Our research focuses on three main areas of inquiry:
- Reconstructing diets of individuals and groups
- Establishing costs and benefits of consuming plant foods
- Improving methods for discovering ancient use of plants
Reconstructing diets of individuals and groups
Project: Dietary Variation in Upper Pleistocene Hominins
The diets of Neanderthals and contemporaneous modern human groups is of considerable interest. Some have argued that Neanderthals were highly carnivorous, while modern humans had a more variable diet, but the use of plant foods by both groups is all but unknown. Using a combined isotope and microfossil approach, we are examining the diets of several Upper Pleistocene groups from across the Old World, seeking to identify species-level, geographic, and temporal variation.
Main investigators: Amanda Henry, Robert Power, Domingo Carlos Salazar Garcia
Main collaborators: Dolores Piperno, Alison Brooks, Michael Walker, Miriam Belmaker
Project: Plant use by Australopiths
The consumption of certain plant foods has been suggested as one of the main features that distinguish the diets of robust and gracile australopiths, yet there are few ways for documenting the consumption of these foods. We are working to recover microfossils from the calculus of some Australopith individuals in order to possibly identify the consumption of these foods.
Main investigators: Amanda Henry
Main collaborators: Lee Berger, Lloyd Rossouw, Peter Ungar, Matt Sponheimer, Marion Bamford
Establishing costs and benefits of consuming plant foods
Project: Micronutrients in cooked food and models of human digestion:
Cooking is thought to be one of the major shifts in human evolution. We seek to better explore availability of macro and micronutrients in wild plant foods during human consumption and digestion. We intend to test for changes in the availability of these nutrients from before and after cooking trials that will mimic the cooking techniques used by the Hadza from Tanzania, Africa.
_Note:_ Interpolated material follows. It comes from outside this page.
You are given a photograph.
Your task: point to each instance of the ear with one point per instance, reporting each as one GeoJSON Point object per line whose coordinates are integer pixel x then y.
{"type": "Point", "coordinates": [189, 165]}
Main investigators: Amanda Henry, Stephanie Schnorr
Main collaborators: Alyssa Crittenden, Frank Marlowe, Koen Venema
Improving methods for discovering ancient use of plants
Project: Database of modern plant microfossils
Researchers wishing to use plant microfossils to explore ancient plant use currently must create their own database of modern plant microfossil forms. We seek to create, manage, and share a publicly-available database of microfossil shapes, and further to codify the terminology of plant starch grain forms.